ZMS is the source of truth for domains, roles, and policies for centralized authorization. ZMS supports a centralized call to check if a principal has access to a resource. Because ZMS supports service identities, ZMS can authenticate services.

For centralized authorization, ZMS may be the only Athenz subsystem that you need to interact with.

SIA (Service Identity Agent)

SIA is required for authenticating existing unmanaged services. Any service that launches other services should integrate SIA (or an equivalent system). To confirm a service's identity, SIA communicates with ZTS.
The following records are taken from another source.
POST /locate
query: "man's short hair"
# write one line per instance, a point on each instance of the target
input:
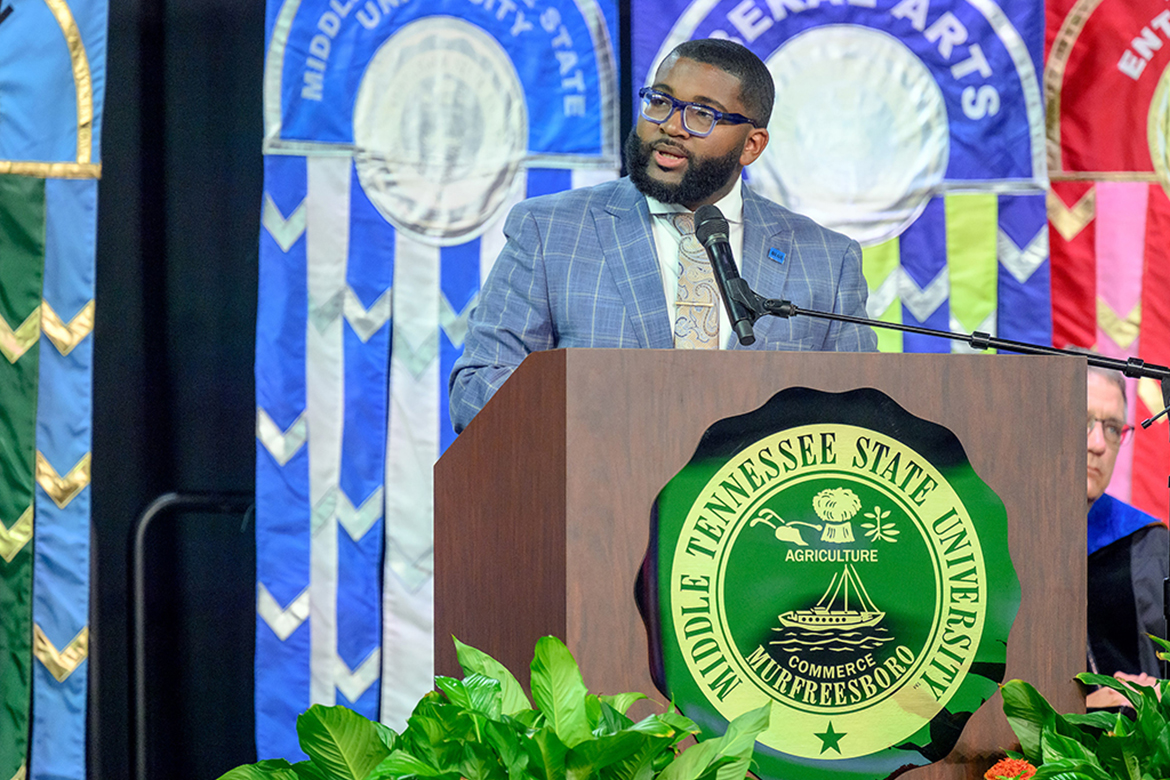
(757, 91)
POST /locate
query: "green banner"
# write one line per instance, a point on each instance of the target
(21, 274)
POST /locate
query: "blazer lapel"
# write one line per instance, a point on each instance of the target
(766, 249)
(627, 242)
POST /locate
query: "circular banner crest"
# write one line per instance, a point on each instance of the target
(837, 557)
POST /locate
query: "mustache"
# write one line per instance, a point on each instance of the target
(667, 145)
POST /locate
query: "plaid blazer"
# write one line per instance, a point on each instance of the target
(580, 270)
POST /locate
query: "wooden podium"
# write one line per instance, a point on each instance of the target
(542, 504)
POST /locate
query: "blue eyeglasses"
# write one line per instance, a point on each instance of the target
(697, 119)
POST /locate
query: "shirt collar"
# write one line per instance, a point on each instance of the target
(730, 205)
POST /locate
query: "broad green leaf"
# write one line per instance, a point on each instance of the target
(387, 736)
(474, 661)
(1098, 719)
(740, 738)
(546, 754)
(1055, 746)
(453, 689)
(678, 720)
(592, 711)
(309, 771)
(484, 695)
(733, 750)
(611, 720)
(480, 763)
(341, 741)
(276, 768)
(400, 763)
(594, 754)
(1027, 713)
(655, 726)
(623, 702)
(693, 763)
(559, 691)
(1071, 770)
(1119, 756)
(644, 763)
(506, 740)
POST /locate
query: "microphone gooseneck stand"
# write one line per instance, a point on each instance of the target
(745, 306)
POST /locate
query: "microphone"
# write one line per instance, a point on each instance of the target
(711, 230)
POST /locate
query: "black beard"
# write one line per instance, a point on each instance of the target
(703, 178)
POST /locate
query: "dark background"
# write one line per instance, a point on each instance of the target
(174, 404)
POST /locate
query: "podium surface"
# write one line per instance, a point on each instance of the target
(543, 503)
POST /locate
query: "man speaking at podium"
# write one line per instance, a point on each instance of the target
(619, 266)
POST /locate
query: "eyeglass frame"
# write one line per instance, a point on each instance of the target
(1126, 429)
(681, 107)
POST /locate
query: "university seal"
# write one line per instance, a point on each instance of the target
(838, 558)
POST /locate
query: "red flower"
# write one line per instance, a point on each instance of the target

Centralized Access Control

A traditional centralized mechanism works as expected for services that are not dealing with the decentralized authorization: the server with resources can simply ask the ZMS directly about access, passing its credentials (X.509 Cert) and resource/action information for a given principal to get a simple boolean answer. In this model, the Athenz Management Service is the only component that needs to be deployed and managed within your environment.

This does not scale well enough for data-plane access, since a central service must be consulted, but requires no local installation of other components and related storage and synchronization logic, so it is suitable for human interaction and control-plane provisioning uses where the number of requests processed by the server is small and the latency for authorization checks is not important.

Principals

In Athenz, actors that can assume a role are called principals. Principals can be users or services, and users can be those looking for resources from a service or use the ZMS management console.

The user or service must be configured with Athenz CA certificates and require mutual client authentication to accept and validate the service's X.509 certificate. Once validated, it can extract the CN field from the certificate would be the service's identity. Finally, just like the user case, it which would perform an identical check with ZMS to confirm access passing the action, resource and service name to ZMS.